When you are working with floats - you will be unable to get EXACT value, but only approximated in most cases. Because of the in-memory organization of floats.
You should keep in mind, that when you print float - you always print approximated decimal!!!
And this is not the same.
Exact value will be only 17 digits after '.' in 0.xxxx
That is why:
>>> round(0.0249999999999999999,2)
0.03
>>> round(0.024999999999999999,2)
0.02
This is true for most of programming languages (Fortran, Python, C++ etc)
Let us look into fragment of Python documentation:
(https://docs.python.org/3/tutorial/floatingpoint.html)
0.0001100110011001100110011001100110011001100110011...
Stop at any finite number of bits, and you get an approximation. On most machines today, floats are approximated using a binary fraction with the numerator using the first 53 bits starting with the most significant bit and with the denominator as a power of two. In the case of 1/10, the binary fraction is 3602879701896397 / 2 ** 55 which is close to but not exactly equal to the true value of 1/10.

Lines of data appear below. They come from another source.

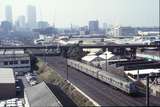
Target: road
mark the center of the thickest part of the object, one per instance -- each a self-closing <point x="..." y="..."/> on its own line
<point x="100" y="92"/>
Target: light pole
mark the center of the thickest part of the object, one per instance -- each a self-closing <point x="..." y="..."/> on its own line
<point x="147" y="88"/>
<point x="106" y="62"/>
<point x="67" y="63"/>
<point x="147" y="91"/>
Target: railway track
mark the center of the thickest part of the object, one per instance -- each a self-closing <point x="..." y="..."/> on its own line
<point x="102" y="93"/>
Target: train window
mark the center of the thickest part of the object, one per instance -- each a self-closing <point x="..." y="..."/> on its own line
<point x="24" y="61"/>
<point x="11" y="62"/>
<point x="15" y="62"/>
<point x="5" y="63"/>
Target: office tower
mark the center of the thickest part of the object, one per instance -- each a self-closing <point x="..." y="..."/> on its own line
<point x="42" y="24"/>
<point x="124" y="31"/>
<point x="93" y="26"/>
<point x="31" y="16"/>
<point x="21" y="21"/>
<point x="8" y="13"/>
<point x="6" y="26"/>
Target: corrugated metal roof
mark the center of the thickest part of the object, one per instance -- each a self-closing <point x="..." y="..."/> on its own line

Many users are not aware of the approximation because of the way values are displayed. Python only prints a decimal approximation to the true decimal value of the binary approximation stored by the machine. On most machines, if Python were to print the true decimal value of the binary approximation stored for 0.1, it would have to display
>>>0.1
0.1000000000000000055511151231257827021181583404541015625
That is more digits than most people find useful, so Python keeps the number of digits manageable by displaying a rounded value instead
>>>1 / 10
0.1
Just remember, even though the printed result looks like the exact value of 1/10, the actual stored value is the nearest representable binary fraction.
Interestingly, there are many different decimal numbers that share the same nearest approximate binary fraction. For example, the numbers 0.1 and 0.10000000000000001 and 0.1000000000000000055511151231257827021181583404541015625 are all approximated by 3602879701896397 / 2 ** 55. Since all of these decimal values share the same approximation, any one of them could be displayed while still preserving the invariant eval(repr(x)) == x.
Let us look into fragment of NumPy documentation:
(https://docs.scipy.org/doc/numpy-1.13.0/reference/generated/numpy.around.html#numpy.around)
For understanding - np.round uses np.around - see NumPy documentation
For values exactly halfway between rounded decimal values, NumPy rounds to the nearest even value. Thus 1.5 and 2.5 round to 2.0, -0.5 and 0.5 round to 0.0, etc. Results may also be surprising due to the inexact representation of decimal fractions in the IEEE floating point standard [R9] and errors introduced when scaling by powers of ten.
Conclusions:
In your case np.round just rounded 0.025 to 0.02 by rules described above (source - NumPy documentation)
I understand that floating number has their limitations so this can be expected:
>>> 0.1 + 0.2 == 0.3
False
But why is this valid? Computers can't store 0.45, 0.55 reliably either right?
>>> 0.45 + 0.55 == 1.00
True
I want to know how in the first case computer couldn't correct its inaccuracy and in the later one it could.
As you know most decimal numbers can't be stored exactly. That's true for all of your above numbers except 1.0.
But they get stored with a high accuracy. Instead of 0.3, some very close representable number gets used. It's not only very close, it's the closest such number.
When you compute 0.1 + 0.2, then another representable number gets computed, which is also very close to 0.3. You are "unlucky" and it differs from the closest possible representable number.
There's no real luck involved, both 0.1 and 0.2 get represented by a slightly larger number. When added, the two errors add as they're of the same sign and you get something like 0.30000000000000004.
With 0.45 + 0.55, the errors are of different signs and cancel out.